Tuesday, June 12, 2007

Who are we?



And why are we here?

These are the questions reporters never get to ask.

Instead, we cover smaller topics. In my long career as a journalist, over 41 years, I've covered a ton of stories, big and small, but I've never taken on the existential questions, since, how is one to do so, anyway?

In the realm of non-fiction, that is. Non-fiction knows what it is not (fiction) but not what it is. Any writer a notch or two above a hack knows that the presumption that a mere journalist can discover the "truth" is a fiction even more outrageous than fiction itself.

Do you know how it feels to begin a story, say just a little story, about something you know little about? Tonight, I'm recalling my years as a part-time editorial writer for the old San Francisco Examiner, the one founded by William Randolph Hearst.
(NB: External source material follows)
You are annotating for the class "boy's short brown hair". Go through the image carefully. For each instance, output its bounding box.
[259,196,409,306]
This was one of my three jobs at that time, the other being my main day job and a teaching post at the University of California, Berkeley, Graduate School of Journalism.

The newspaper called me into work just a few times a year, often in summer or around a holiday. At that time, I was going through my first divorce and the collapse of job after job in the violent American media economy.

My memory of this particular editorial was that it was due very close to Christmas, and I know I used my earnings from it to buy the kids presents.

The subject I decided to write about that day was loneliness. I had often experienced this feeling, all of my life. In those years, although I had a new girlfriend whom I loved and with whom I would eventually create a family, I always was worried about my first kids and my first wife.

Were they safe?

My fantasies of controlling reality still governed my behavior at that tender age of the early 40s.

One night, my kids were driven into the inner city by their Mom to meet me and haul away a couple boxes of books I'd carefully acquired for their use. They intended to sell these books at a used bookstore to raise money for their "teen center" in Mill Valley.

As I waited for them to arrive, parked across the street, a dangerous-looking man appeared on the scene. Just then, my two precious teenaged daughters jumped out of their mother's car and ran happily to the front door of the old warehouse where I worked. As I watched, with horror, the scary man I'd spotted earlier pulled a knife out from one of his socks and began to approach my girls.

I gunned the engine of my car, honked the horn, and flashed my headlights and drove straight up on the curb of the sidewalk where he was stalking my girls. Luckily, this panicked him and he left the scene, because otherwise, naturally, I would have had to somehow murder him.

I don't think my daughters ever knew why I acted so strange that night behind the wheel of my car. I didn't have the vocabulary to tell them, as they were still so sweet, so innocent, and so very vulnerable.

***

Back to my editorial project.




I figured the loneliest (and to me, the scariest) place nearby the Examiner was the alley running westward between Fifth and Sixth Streets.

So, I went out there at dusk, still in time to hit my deadline, and walked its length, slowly. I saw men shooting up, and exchanging drugs. I saw people passed out, and people arguing. What I didn't see was anyone representing any kind of threat to me.

Everyone there was in the process of self-destructing.



I no longer remember exactly what I wrote in that (unsigned) editorial. Maybe one of these days I'll find it and republish it here. But I do know that I felt at the time: That I had truly found the loneliest place on earth, just next door to our big, shiny office, an alley where men came to die, slowly, and where I, as a writer, came to witness their demise.

That, my friend, is a story we should never cease to tell.